Several market researchers have identified consumer preferences for “foreign” products. Studies suggest that consumer prefer foreign shore developed or manufactured product at a cost higher than domestic companies, because of higher quality and “country-of-origin” influences. However, in markets like India and China, where domestic competitors have built substantial product and market knowledge, sticking to the “foreign” tag seems a passé. Many producers in these markets seem to be sticking to the good old “foreign tag” to push products such as apartments to toothpaste. How far does this work?. Would an American pay more for Spanish Villas in a Detroit suburb or would a Sri Lankan pay for a Hawaiian style beach house?
Take the case of a real estate company that has been making grandiose marketing events around everything British about tagline for a middle class home project. Does a salaried Indian working in global verticals like IT and Biotech get influenced by British sounding apartment complex or the choice is made on other considerations. An average Indian, like his counterpart in Alabama or Bavaria, would buy 1 or max of 2 houses in his life time. An average Indian spends 15 times his annual salary in buying a house. It is almost always a non-impulsive purchase decision. The number of choices and research done before buying a house is always high. What research indicates is that customers buying a budget home prefer comfort over style. The decision criteria involve Spacious, quality of construction, Surrounding environment & facilities, Security and Cost. Naming the apartments on “foreign” tag does not help in faster sale for the developer. In fact, with a “foreign” tag customer expectation of quality and ambience is much higher than what they would have preferred in a similar costing home.

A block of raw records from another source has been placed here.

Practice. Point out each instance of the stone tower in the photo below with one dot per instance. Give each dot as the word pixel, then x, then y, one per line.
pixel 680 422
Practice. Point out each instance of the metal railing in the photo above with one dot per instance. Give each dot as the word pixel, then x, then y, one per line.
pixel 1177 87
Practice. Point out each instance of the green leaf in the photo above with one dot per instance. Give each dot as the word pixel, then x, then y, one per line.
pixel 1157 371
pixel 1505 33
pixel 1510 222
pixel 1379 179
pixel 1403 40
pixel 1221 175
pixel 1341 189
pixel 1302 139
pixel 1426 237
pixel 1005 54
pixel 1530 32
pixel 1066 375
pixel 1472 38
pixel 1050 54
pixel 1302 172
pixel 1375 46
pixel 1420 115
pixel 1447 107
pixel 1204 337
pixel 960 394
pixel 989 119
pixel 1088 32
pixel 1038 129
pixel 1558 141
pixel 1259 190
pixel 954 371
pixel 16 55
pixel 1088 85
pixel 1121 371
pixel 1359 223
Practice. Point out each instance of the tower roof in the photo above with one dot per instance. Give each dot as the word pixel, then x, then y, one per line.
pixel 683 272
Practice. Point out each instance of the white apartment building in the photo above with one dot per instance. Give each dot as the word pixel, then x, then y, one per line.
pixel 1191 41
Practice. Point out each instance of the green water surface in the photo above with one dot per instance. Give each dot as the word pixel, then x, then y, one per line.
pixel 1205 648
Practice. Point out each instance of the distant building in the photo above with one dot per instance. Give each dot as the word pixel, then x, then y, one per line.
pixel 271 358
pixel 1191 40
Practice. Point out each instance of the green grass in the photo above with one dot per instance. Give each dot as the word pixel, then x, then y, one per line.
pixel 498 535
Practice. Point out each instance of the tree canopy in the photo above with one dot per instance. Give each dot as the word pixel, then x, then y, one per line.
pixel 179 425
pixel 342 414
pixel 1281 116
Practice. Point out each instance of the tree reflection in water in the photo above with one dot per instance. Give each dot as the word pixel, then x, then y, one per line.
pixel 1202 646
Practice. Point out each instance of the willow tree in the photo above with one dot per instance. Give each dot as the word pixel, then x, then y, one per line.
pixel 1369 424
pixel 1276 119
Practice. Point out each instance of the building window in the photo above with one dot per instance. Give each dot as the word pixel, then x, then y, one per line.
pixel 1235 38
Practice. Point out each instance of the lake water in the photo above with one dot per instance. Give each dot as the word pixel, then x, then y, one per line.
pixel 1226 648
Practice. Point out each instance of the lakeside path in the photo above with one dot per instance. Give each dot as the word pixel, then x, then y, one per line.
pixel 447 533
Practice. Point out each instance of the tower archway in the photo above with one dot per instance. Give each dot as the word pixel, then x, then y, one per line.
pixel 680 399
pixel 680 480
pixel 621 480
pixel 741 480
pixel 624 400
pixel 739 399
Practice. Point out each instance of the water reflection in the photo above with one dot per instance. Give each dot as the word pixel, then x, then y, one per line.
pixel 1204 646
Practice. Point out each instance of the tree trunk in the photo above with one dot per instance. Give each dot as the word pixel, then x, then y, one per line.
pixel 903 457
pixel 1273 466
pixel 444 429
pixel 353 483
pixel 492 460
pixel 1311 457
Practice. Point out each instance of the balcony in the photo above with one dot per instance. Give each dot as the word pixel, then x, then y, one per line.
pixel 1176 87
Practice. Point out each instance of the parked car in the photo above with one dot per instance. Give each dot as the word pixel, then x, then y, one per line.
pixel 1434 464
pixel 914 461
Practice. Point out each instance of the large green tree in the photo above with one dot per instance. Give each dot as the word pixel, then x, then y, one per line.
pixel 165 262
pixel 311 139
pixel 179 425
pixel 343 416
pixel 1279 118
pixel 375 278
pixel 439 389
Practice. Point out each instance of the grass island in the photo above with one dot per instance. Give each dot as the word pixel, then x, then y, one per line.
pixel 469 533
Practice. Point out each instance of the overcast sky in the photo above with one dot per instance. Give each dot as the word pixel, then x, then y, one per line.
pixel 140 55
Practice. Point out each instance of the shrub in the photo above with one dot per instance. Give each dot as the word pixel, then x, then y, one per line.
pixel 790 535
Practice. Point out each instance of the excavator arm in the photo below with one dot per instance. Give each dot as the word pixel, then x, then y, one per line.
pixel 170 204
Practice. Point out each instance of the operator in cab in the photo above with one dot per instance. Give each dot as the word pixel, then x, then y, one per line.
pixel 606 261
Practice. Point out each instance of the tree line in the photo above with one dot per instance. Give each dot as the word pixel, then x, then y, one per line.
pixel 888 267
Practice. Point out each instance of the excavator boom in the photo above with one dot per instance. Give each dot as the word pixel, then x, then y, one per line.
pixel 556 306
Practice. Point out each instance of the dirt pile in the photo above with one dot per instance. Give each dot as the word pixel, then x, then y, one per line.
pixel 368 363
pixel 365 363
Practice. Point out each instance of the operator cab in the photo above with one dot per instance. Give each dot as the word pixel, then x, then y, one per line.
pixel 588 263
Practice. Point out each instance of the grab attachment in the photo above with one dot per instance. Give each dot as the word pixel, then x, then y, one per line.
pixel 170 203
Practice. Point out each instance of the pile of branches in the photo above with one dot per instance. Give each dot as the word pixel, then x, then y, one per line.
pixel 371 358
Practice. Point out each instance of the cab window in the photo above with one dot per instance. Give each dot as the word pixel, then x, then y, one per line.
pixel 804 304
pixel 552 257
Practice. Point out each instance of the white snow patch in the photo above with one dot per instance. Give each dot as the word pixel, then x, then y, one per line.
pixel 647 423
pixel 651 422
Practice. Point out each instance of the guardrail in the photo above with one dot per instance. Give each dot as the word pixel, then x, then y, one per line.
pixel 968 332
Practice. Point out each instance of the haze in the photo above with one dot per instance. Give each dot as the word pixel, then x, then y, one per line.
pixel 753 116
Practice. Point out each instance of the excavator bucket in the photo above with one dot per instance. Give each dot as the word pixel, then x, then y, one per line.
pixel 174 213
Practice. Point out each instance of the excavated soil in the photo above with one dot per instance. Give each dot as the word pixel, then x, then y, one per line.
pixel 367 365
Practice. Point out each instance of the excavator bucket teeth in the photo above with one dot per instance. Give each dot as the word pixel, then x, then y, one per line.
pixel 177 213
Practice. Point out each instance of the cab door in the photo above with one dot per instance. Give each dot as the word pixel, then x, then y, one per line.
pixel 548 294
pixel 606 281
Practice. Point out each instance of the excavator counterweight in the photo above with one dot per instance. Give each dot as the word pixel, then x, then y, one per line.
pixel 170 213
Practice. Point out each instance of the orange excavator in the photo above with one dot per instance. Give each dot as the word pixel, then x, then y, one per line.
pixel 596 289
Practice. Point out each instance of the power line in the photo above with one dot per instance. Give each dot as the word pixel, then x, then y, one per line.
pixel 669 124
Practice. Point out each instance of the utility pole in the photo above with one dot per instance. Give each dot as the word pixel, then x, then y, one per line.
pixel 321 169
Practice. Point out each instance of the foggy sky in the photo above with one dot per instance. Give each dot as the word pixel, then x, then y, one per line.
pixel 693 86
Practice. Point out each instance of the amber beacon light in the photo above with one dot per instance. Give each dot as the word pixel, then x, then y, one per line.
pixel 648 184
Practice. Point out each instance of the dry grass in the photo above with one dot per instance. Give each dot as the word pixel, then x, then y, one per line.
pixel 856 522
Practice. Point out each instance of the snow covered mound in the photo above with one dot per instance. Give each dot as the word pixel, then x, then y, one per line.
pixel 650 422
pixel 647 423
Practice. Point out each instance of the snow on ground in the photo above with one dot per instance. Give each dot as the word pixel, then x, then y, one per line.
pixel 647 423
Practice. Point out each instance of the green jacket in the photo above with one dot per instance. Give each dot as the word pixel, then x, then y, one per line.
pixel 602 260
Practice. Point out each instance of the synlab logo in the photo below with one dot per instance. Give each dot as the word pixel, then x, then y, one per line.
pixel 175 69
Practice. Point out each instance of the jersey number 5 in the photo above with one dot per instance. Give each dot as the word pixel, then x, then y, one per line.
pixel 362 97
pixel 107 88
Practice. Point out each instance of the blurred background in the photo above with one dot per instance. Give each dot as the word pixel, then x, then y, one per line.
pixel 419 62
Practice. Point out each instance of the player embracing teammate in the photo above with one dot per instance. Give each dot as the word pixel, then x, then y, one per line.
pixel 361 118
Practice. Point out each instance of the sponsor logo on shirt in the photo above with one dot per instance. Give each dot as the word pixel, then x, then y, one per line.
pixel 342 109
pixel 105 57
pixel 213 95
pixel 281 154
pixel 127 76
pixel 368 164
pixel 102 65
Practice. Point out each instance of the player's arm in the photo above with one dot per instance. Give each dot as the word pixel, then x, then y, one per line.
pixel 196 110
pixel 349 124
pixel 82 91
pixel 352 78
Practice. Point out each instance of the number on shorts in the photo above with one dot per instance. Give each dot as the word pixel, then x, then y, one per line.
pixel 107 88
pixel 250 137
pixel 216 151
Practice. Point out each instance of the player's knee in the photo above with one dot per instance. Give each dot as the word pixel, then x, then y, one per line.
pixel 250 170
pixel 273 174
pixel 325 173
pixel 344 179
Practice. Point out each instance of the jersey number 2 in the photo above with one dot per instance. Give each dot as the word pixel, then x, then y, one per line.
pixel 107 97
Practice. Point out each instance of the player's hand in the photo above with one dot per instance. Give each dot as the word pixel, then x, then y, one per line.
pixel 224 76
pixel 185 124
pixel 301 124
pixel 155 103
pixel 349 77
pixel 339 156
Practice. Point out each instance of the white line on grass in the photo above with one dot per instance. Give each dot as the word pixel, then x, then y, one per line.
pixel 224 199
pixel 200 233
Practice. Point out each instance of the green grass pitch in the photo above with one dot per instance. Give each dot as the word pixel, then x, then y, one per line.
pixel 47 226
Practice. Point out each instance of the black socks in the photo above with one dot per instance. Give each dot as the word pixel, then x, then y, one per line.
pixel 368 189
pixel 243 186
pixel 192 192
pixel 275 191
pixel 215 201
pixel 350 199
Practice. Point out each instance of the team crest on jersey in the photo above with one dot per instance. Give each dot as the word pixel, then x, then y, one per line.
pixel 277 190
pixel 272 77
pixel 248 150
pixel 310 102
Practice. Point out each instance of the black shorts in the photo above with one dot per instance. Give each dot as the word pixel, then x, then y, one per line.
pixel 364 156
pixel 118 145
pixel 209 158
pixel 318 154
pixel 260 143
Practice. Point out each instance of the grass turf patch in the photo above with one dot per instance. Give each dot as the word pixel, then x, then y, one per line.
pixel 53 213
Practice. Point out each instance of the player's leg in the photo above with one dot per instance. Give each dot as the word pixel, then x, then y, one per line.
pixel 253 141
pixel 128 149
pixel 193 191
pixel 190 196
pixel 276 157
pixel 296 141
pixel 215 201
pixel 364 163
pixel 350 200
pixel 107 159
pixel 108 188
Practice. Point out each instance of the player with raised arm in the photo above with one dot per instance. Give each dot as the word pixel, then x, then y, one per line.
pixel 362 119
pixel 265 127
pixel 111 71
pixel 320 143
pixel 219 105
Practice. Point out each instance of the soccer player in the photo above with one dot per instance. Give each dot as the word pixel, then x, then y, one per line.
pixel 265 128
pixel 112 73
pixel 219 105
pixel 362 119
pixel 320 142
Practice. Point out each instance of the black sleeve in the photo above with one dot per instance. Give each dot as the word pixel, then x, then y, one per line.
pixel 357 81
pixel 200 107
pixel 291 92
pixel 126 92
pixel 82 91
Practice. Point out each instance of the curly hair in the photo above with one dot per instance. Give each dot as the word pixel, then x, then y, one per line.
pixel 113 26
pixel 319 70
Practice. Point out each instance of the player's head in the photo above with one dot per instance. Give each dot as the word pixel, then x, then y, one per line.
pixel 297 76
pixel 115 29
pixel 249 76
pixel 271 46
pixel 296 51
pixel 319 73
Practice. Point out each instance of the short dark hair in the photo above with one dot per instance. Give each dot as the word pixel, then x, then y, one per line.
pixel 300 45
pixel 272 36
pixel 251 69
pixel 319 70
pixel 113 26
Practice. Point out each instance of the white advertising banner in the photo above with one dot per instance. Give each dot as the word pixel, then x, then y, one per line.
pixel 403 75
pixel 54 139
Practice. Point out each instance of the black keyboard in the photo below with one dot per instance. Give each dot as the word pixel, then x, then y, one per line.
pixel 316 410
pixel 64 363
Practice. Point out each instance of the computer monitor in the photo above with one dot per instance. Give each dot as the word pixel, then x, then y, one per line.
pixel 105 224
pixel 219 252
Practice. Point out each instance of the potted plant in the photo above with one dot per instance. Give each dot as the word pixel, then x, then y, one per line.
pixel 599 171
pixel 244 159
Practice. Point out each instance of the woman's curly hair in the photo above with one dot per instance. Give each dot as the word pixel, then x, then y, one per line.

Moving on to a consumer product, a company is using “foreign” locale doctors to endorse a tooth paste. What is unique about this advertisement is the physician in the backdrop are very much “Brown Sahibs” in a foreign country. The underlying assumption seems to be the colonial fragments that still instill a sense of quality and drives want. Analysis suggests that many consumers buy this product only after a consultation and no OTC sale happens. The value of the advertisement is in its clearly positioned advantages of using the product. The “foreign” tag doctors seem to be an appendage that could have been lived without. Advertisers and manufacturers must consider the value of a foreign tag and their product fit before indiscriminately resort to this old trick. A good advertiser must know when the stew is stale and when to throw it out to brew new stock.